The “Learn to Code” Era Collapses as Computer Science Grads Face Rising Joblessness

Once hailed as the ultimate career safety net, a computer science degree is starting to look a lot less bulletproof.
According to new data from the New York Federal Reserve, recent computer science graduates are facing unexpectedly high unemployment rates, as tech layoffs, automation, and a saturated job market shift the landscape. The report, based on 2023 Census and employment data, reveals that recent CS majors now have a 6.1% unemployment rate—higher than the 5.8% average across all recent college grads.
Those who majored in computer engineering are faring even worse, with a 7.5% unemployment rate—third highest among all majors tracked by the NY Fed. That puts them just behind anthropology (9.4%) and physics (7.8%). Computer science ranked seventh on the unemployment list.

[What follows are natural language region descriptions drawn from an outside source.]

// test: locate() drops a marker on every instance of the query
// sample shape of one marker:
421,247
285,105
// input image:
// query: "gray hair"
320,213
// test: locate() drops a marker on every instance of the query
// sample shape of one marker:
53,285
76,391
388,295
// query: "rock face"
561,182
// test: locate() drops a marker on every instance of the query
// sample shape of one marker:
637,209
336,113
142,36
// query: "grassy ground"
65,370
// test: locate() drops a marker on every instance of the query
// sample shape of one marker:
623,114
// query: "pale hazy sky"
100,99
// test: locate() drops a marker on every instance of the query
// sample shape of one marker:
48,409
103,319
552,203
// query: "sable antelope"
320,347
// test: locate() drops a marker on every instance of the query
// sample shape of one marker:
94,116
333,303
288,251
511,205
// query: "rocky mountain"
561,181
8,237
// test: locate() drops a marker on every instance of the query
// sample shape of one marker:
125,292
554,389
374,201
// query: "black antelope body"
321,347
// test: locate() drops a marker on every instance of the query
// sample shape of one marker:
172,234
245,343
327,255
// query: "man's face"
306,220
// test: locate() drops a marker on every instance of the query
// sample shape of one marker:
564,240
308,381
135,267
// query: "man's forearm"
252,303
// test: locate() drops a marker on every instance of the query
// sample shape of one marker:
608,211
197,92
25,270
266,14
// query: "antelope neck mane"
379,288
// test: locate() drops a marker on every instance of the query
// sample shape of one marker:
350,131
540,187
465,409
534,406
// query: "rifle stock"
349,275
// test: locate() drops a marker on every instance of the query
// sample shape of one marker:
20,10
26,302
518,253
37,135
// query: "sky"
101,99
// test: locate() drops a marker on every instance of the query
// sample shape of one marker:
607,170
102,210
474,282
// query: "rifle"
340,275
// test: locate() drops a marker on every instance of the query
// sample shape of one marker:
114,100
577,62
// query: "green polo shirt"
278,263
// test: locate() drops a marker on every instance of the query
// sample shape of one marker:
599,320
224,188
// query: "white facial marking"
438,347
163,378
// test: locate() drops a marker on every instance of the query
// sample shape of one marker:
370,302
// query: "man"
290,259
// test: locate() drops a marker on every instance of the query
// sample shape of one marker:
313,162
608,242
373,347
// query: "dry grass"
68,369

In a twist, even journalism grads—frequently told they’ve chosen a dying profession—are experiencing better outcomes, with a 4.4% unemployment rate.
So what went wrong?
Industry experts say the issue isn’t a lack of skill, but a mismatch between education pipelines and a fast-changing job market that’s been rocked by layoffs and automation. HR consultant Bryan Driscoll told Newsweek that many CS majors were sold on an outdated dream.
“We’ve overproduced degrees without addressing how exploitative and gatekept the tech hiring pipeline has become,” Driscoll said. “Entry-level roles are vanishing, unpaid internships are still rampant, and companies are offshoring or automating the very jobs these grads trained for.”
With AI taking on more junior-level coding and development tasks, some recent grads are finding themselves edged out before they even get started. Michael Ryan, founder of personal finance site MichaelRyanMoney.com, said the bar for entry-level tech work has quietly shifted.
“Every kid with a laptop thinks they’re the next Zuckerberg,” Ryan told Newsweek. “But most can’t debug their way out of a paper bag.”
He added: “We created a gold rush mentality around coding right as the gold ran out. Companies are cutting engineering budgets by 40 percent while CS enrollment hits record highs. It’s basic economics. Flood the market, crater the wages.”
The fallout is already visible. Some laid-off or underemployed tech workers are turning to gig work or extreme measures to stay afloat. One former tech employee told SFGATE last year she began selling plasma just to make ends meet.
What was once a straight path to high-paying, high-demand jobs has become far more uncertain. With fewer entry points, rising competition, and automation changing the rules, today’s CS grads are discovering that “learning to code” isn’t the career guarantee it once was.